Dafyd pushed past the distraction. “Where’s Tonner?”
“In the legacy labs,” Brun replied.
Finding Tonner amid the unfamiliar machinery, the weariness of the last few years was stark on his face. “The new tech is a bottleneck,” Tonner grumbled, his broken arm still in a splint. “We’re losing time trying to decode ‘pretty toys’ instead of doing actual work. I had a team, Dafyd. I had people.”
“I know,” Dafyd said, sensing the Sinen’s presence nearby. “But we have no choice.”
When Dafyd finally arrived at the office of the keeper-librarian, Ekur-Tkalal, the alien was engaged in its own inscrutable tasks. Its feeding arms manipulated streams of light with practiced, deadly precision. It finally addressed him, its voice a jarring mix of birdsong and a flat, human translation. “Your work on nutritional synthesis and gravimetric lensing is acceptable. Discontinue all other research. Reorganize your moiety to focus exclusively on these pursuits.”
“I understand,” Dafyd said.
“You will also stop using these primitive scratchings,” the Carryx continued. “Submit your reports in the archival format. Your moiety has caught the eye of the Sovran. You are to prepare for wider deployment across thousands of worlds.”

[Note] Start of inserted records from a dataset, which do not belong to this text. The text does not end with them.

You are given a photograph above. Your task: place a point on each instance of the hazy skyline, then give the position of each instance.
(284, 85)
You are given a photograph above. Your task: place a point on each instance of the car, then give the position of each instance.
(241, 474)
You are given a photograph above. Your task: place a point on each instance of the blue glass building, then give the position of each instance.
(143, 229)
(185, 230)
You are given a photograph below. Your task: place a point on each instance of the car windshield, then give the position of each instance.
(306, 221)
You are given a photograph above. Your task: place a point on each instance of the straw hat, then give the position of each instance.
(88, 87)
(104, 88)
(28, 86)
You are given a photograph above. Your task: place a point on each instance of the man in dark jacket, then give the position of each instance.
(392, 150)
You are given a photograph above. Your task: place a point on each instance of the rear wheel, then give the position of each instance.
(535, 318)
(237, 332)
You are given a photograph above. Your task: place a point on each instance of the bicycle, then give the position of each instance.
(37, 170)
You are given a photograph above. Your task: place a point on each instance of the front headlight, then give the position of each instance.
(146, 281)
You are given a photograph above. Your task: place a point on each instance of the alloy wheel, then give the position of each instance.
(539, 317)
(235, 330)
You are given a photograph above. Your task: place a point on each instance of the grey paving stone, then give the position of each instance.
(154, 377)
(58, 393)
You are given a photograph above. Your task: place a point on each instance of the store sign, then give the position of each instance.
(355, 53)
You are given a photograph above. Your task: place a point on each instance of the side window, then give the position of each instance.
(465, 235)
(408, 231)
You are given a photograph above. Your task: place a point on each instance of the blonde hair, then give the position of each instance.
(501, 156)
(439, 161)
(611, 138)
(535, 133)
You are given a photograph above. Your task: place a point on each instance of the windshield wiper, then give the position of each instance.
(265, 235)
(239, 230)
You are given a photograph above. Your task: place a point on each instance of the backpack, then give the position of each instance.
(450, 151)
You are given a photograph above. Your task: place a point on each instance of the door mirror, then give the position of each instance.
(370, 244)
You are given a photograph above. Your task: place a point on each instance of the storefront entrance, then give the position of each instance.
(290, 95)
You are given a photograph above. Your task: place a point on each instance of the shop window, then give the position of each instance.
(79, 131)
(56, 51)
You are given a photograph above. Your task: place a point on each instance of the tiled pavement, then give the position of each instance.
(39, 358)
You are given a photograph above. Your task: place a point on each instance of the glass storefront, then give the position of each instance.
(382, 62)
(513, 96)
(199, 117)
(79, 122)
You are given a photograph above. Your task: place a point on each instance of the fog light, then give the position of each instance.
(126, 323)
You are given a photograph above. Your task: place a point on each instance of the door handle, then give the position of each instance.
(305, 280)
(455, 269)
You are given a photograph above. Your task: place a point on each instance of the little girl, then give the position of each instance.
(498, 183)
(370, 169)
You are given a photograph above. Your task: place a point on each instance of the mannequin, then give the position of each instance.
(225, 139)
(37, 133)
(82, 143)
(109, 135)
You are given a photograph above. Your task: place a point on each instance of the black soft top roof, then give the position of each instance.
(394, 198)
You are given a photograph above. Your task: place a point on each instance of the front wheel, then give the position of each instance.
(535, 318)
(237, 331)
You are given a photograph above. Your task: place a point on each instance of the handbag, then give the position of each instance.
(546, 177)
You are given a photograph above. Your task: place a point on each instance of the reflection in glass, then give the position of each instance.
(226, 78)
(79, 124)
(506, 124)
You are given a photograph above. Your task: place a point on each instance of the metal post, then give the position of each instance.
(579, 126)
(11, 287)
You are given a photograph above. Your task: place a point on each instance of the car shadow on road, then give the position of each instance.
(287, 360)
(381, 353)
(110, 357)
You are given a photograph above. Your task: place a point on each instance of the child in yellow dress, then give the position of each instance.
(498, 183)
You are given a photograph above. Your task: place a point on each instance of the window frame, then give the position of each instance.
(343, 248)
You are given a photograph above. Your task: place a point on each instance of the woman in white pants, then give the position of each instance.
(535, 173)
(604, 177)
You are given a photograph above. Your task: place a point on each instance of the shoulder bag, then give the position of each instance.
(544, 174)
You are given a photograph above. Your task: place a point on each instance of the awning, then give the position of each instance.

“There are only three thousand of us,” Dafyd noted.
The creature’s four eyes tracked him. “Then you will breed to meet the quota. A moiety that cannot sustain its own population is useless and will be culled.”
Dafyd felt the air vanish from his lungs. “Our young… they require years of education and care.”
“The Sovran’s will encompasses eons,” Ekur-Tkalal replied. “Begin now.”
Dafyd nodded, the weight of the order crushing down on him. There was no room for debate, only the cold, hard necessity of survival. He had to find a way, or they would all die.
The Faith of Beasts is available now from Amazon, the Orbit Books website, Bookshop.org, and other major retailers.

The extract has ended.